Thousands near death from starving, Bosnian official says Muslim group hears warning. Meanwhile, Serbs said to advance in heavy fighting.

June 18, 1992|By Boston Globe

ISTANBUL, Turkey -- Tens of thousands of people are near death from starvation, and the Balkan war is in danger of spreading, the foreign minister of Bosnia-Herzegovina warns.

Speaking at a special session of the 47-nation Organization of Islamic Conference called because of growing alarm over the devastation of Bosnia's Muslim population, the minister, Haris Silajdzic, yesterday called for the U.N. Security Council to authorize the use of force to stop Serbian aggression in his country.

"The tragic paralysis of the international community can neither be excused nor explained," Mr.
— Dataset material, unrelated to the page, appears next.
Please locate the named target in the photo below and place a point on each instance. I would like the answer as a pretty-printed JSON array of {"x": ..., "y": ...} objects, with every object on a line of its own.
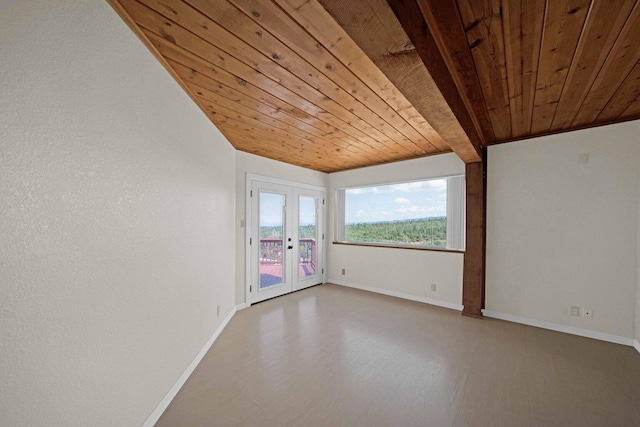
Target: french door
[{"x": 286, "y": 239}]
Silajdzic said, reporting that 6,000 to 10,000 people have died, 20,000 have been wounded and a million made refugees.

"Bosnia will remain a heavy burden on the world's conscience," he said.

More than 40,000 have died since heavy fighting began in other parts of the Balkan peninsula nearly a year ago.

In Bosnia yesterday, artillery, tanks, multiple-rocket launchers and mortars rained shells on the capital, Sarajevo, and several of its suburbs as Serbian forces surrounding the city reportedly made substantial territorial gains.

There was heavy shelling last night of the city's central Old Town area, with shells falling every two or three minutes.

The intense fighting started a day after the republics of Bosnia-Herzegovina and Croatia announced a military alliance aimed at pushing Serbian forces out of Bosnia.

At the Islamic conference, representatives of numerous countries declared their support for Bosnia, saying the Balkan war represents an ideal opportunity for the diverse Islamic world to speak with a single, powerful voice on a clear-cut issue of common interest.

Muslims are the largest ethnic group in Bosnia, constituting about 45 percent of the population, and the nations where fighting is expected next -- Kosovo and Albania -- both have Muslim majorities.

It appeared last night that the delegates would stop short of the decisive action that Bosnian and Kosovan officials said is essential if disaster is to be avoided.